I found a cookbook (pamphlet size, really) at a local church rummage sale a couple of years ago, a Southern cookbook of fine old recipes published in 1939.
1939. From the illustrations and the little quotes accompanying these, you’d really think it’s a pre-civil war publication. I won’t share any of the pages and the “cute” little ditties because they literally leave me a little breathless with shock.

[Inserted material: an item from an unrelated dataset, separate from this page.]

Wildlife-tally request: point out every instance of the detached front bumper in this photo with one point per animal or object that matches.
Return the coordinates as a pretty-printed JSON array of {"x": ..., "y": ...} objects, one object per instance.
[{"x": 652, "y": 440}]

The introduction claims that the carefully guarded secrets of Southern cuisine will be revealed. Apparently the secret is to have a Black cook in the kitchen. This quote is relatively mild is its careless stereotyping:
The very name “Southern Cookery” seems to conjure up the vision of an old mammy, head ties in a red bandanna, a jovial, stoutish, wholesome personage . . . a wizard in the art of creating savory, appetizing dishes from plain everyday ingredients.

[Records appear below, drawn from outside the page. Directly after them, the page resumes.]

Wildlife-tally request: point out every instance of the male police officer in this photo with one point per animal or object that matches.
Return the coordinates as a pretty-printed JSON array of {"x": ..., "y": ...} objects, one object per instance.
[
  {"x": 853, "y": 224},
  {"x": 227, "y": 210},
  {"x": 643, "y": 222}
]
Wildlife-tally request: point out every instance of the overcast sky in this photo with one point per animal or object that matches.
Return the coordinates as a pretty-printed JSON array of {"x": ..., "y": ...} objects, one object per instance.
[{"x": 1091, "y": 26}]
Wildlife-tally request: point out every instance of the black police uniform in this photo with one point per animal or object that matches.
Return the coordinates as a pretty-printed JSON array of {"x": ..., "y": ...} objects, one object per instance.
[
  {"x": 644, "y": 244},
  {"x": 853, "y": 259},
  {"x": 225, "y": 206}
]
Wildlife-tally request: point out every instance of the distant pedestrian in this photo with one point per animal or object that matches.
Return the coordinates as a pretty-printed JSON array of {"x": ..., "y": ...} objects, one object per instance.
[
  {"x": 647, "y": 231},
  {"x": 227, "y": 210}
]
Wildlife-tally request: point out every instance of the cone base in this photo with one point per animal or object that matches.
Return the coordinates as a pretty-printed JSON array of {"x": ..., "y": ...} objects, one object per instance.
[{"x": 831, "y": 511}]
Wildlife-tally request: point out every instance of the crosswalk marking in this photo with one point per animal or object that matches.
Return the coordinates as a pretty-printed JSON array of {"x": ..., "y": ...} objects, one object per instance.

Hence, the cover illustration. Believe me, it goes down hill from there with the stereotypes and labels/ethnic slurs. 1939, a different era–at least one hopes so.
Some of the recipes:
- Kentucky burgoo (makes 1200 gallons)
- Sweetbreads and mushrooms
- Pigeon pie
- Pendennis Turtle Soup (the soup that made Kentucky famous)
- Florida guspachy salad
- Tallahassee hush puppies
- Batter bread, Mulatto Style
- Sweet potato pone
- Picaninny doughnuts
- Chocolate Indians
- Goober brittle
- Cheese appetizer for the Master’s cocktail
- Mint julep and planter’s punch
There are recipes for okra and grits and biscuits, but not one fried chicken. I assume some secrets are just plain sacred.
Some of the recipes look interesting. This is a piece of out country’s history although I find it more barb to the soul than proud.